Infatti i mezzi di lavoro, Pm, vengono acquisitati al loro valore di
372 sterline, e se serviranno per mettere in movimento anche un
pluslavoro di 1500 ore su 3000, non ha importanza nello scambio; e
l’acquisto della forza-lavoro avviene anche questa nella forma di
uno scambio semplice perché essa si suppone pagata al suo valore,
cioè al valore dei mezzi di sussistenza (cibo, vestiti, casa
istruzione ecc. a seconda del grado si sviluppo della società) atti
a riprodurla. Se poi la forza-lavoro venisse pagata al di sotto o al
di sopra del suo valore, il movimento dello scambio ristabilisce,
come in qualsiasi altra merce, il prezzo di produzione della forza
lavoro ovvero il tempo di lavoro sociale medio che si esprime in quel
prezzo.
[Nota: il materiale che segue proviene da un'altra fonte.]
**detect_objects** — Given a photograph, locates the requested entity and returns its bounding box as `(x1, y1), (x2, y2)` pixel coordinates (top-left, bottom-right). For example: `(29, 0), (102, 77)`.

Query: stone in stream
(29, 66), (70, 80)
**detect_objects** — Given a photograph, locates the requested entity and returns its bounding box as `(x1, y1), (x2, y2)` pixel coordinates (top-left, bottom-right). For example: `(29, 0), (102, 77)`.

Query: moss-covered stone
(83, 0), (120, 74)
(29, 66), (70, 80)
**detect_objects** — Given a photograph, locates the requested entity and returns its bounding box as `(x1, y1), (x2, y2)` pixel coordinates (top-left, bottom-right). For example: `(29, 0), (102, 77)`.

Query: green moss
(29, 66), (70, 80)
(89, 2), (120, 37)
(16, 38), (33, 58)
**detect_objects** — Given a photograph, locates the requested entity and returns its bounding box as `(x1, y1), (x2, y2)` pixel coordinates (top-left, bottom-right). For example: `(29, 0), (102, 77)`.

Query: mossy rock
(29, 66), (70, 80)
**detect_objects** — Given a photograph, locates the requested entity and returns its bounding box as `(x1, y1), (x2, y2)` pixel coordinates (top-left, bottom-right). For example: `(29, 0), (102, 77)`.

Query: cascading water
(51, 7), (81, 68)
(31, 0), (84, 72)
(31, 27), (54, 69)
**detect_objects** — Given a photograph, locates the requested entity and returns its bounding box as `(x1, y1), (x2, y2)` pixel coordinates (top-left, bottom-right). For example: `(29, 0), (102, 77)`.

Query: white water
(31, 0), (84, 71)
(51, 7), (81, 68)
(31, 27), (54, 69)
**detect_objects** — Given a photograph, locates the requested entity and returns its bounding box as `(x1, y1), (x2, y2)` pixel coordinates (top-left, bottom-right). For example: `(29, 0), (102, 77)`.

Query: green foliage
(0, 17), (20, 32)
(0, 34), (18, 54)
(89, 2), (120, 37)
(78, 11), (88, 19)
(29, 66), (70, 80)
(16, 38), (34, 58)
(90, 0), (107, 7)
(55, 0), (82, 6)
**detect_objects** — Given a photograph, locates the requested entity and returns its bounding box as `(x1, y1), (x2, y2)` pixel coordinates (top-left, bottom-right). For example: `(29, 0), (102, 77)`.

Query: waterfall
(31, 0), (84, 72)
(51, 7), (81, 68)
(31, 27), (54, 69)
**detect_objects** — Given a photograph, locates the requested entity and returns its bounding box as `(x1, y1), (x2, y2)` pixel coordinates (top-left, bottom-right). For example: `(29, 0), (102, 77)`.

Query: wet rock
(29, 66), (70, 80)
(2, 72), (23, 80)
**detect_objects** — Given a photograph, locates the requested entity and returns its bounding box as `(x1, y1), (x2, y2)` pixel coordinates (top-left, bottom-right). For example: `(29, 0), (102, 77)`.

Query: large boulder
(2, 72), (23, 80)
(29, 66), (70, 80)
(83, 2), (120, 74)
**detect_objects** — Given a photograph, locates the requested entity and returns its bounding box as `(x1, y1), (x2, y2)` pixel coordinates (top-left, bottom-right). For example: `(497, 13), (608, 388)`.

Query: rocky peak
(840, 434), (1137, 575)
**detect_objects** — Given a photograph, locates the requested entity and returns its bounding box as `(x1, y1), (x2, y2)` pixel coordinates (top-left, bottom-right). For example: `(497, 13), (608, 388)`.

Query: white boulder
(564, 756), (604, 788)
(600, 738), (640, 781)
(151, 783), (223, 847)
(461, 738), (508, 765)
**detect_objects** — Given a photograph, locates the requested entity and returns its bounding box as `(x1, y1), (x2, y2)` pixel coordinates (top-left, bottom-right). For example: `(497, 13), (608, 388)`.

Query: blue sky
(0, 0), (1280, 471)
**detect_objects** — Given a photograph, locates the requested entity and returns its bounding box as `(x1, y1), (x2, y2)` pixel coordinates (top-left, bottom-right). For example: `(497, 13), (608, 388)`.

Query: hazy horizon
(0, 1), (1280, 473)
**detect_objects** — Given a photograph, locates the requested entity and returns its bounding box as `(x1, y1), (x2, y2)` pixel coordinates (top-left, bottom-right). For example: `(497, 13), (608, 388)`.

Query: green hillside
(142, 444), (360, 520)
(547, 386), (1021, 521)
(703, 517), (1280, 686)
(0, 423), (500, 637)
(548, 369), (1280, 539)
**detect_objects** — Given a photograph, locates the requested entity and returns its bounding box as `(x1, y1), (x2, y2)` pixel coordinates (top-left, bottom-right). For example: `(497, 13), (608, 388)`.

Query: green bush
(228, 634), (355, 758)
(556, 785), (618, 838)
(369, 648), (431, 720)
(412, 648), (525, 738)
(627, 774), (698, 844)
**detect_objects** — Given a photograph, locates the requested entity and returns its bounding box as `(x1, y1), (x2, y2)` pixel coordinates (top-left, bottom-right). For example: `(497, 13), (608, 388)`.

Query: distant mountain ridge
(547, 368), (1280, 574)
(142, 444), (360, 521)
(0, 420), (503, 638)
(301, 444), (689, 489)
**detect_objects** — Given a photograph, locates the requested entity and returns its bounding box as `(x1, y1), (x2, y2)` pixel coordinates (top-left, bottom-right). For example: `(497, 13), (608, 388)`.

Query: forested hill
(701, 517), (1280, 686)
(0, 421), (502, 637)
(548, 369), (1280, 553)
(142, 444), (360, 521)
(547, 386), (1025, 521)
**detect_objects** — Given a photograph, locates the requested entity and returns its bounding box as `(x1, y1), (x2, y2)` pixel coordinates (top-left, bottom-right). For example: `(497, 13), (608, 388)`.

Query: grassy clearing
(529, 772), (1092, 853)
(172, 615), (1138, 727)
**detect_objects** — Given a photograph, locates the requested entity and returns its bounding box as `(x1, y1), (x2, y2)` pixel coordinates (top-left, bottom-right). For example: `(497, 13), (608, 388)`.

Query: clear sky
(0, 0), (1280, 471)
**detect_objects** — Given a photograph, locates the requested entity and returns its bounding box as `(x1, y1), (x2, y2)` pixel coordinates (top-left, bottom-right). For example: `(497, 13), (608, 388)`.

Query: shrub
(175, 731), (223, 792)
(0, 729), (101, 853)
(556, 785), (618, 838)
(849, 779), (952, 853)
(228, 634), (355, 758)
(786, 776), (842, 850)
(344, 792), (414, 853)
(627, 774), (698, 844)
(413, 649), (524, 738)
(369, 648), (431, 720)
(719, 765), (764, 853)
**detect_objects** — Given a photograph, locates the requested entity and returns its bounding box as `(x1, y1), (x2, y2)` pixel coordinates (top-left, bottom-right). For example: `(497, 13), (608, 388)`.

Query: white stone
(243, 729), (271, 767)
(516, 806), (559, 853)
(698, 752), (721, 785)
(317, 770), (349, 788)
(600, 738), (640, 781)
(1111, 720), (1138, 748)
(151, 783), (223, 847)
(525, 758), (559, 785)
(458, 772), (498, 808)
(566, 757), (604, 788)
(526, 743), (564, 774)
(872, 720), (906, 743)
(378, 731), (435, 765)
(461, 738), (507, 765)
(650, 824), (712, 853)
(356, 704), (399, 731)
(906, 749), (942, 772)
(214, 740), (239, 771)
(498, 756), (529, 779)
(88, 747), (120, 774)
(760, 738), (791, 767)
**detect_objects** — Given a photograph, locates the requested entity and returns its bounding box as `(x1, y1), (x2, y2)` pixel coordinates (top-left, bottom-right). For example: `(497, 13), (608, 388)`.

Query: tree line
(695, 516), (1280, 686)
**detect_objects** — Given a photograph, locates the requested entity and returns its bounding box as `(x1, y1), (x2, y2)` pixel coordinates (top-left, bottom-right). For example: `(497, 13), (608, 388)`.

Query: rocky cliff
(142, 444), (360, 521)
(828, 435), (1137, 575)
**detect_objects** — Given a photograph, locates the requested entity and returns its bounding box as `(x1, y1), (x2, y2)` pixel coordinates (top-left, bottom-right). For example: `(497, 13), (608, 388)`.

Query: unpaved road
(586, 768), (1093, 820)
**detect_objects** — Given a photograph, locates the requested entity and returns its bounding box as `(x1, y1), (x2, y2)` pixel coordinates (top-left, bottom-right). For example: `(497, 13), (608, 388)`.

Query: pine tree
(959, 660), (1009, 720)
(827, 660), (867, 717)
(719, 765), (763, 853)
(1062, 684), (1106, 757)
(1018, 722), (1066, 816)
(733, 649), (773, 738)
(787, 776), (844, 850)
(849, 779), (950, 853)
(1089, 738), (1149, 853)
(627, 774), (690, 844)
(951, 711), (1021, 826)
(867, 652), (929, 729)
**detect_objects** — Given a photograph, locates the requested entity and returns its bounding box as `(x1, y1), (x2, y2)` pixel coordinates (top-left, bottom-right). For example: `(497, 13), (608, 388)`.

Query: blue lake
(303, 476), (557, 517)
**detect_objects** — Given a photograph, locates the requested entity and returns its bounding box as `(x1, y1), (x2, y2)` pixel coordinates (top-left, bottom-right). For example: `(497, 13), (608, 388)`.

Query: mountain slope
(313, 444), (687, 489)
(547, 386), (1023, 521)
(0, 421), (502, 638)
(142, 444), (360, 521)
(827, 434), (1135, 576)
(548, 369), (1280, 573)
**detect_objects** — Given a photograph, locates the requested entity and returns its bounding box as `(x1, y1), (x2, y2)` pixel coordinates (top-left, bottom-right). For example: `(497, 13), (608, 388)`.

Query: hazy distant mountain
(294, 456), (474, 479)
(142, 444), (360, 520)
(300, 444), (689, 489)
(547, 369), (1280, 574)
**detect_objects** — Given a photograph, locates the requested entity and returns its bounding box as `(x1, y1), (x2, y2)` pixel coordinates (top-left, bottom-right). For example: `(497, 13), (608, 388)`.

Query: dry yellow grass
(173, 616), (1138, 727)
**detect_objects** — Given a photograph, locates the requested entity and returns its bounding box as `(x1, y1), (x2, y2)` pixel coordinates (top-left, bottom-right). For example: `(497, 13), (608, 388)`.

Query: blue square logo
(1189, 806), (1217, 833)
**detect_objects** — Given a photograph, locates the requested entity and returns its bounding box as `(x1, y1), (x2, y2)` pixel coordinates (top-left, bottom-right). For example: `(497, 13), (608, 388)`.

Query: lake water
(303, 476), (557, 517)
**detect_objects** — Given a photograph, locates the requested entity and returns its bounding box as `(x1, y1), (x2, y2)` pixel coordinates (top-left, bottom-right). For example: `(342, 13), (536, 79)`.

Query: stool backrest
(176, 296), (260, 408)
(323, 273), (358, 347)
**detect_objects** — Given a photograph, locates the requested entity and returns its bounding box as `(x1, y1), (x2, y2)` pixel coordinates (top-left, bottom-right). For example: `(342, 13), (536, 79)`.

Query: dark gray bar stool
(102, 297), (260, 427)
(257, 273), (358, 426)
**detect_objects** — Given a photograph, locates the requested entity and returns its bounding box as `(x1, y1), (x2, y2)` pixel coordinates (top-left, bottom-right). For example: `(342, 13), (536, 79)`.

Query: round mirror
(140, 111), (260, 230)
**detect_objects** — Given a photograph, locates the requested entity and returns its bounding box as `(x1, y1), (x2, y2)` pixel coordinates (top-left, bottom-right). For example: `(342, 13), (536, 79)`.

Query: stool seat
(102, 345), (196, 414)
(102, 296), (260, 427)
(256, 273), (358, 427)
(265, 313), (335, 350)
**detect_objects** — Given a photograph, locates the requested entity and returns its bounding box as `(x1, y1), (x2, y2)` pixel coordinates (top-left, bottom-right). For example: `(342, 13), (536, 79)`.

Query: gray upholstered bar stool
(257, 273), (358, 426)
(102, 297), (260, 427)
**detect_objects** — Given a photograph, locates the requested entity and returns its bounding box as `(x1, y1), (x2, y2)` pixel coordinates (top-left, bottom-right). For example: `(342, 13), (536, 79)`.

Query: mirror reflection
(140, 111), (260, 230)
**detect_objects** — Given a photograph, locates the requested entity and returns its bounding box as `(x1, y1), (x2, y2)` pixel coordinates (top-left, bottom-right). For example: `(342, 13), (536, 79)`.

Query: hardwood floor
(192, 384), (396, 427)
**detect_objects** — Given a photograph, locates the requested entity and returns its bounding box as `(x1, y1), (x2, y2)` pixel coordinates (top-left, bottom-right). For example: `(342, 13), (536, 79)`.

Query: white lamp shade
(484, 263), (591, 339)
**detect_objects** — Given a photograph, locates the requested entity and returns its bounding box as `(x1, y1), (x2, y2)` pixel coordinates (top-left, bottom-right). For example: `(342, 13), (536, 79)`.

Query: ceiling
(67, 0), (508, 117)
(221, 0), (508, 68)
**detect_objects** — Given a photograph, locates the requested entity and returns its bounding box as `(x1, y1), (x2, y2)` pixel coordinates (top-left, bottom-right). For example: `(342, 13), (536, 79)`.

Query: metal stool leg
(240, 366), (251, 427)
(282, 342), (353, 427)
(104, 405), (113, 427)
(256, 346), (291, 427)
Scrive ancora Marx: “Per il denaro è affatto indifferente
il tipo di merce in cui esso viene trasformato. Esso è la forma
generale di equivalente di tutte le merci, le quali nei loro prezzi
indicano già che esse rappresentano idealmente una determinata somma
di denaro, attendono di trasformarsi in denaro e solo attraverso il
loro scambio di posto con il denaro ottengono quella forma nella
quale sono convertibili in valori d’uso per i loro possessori».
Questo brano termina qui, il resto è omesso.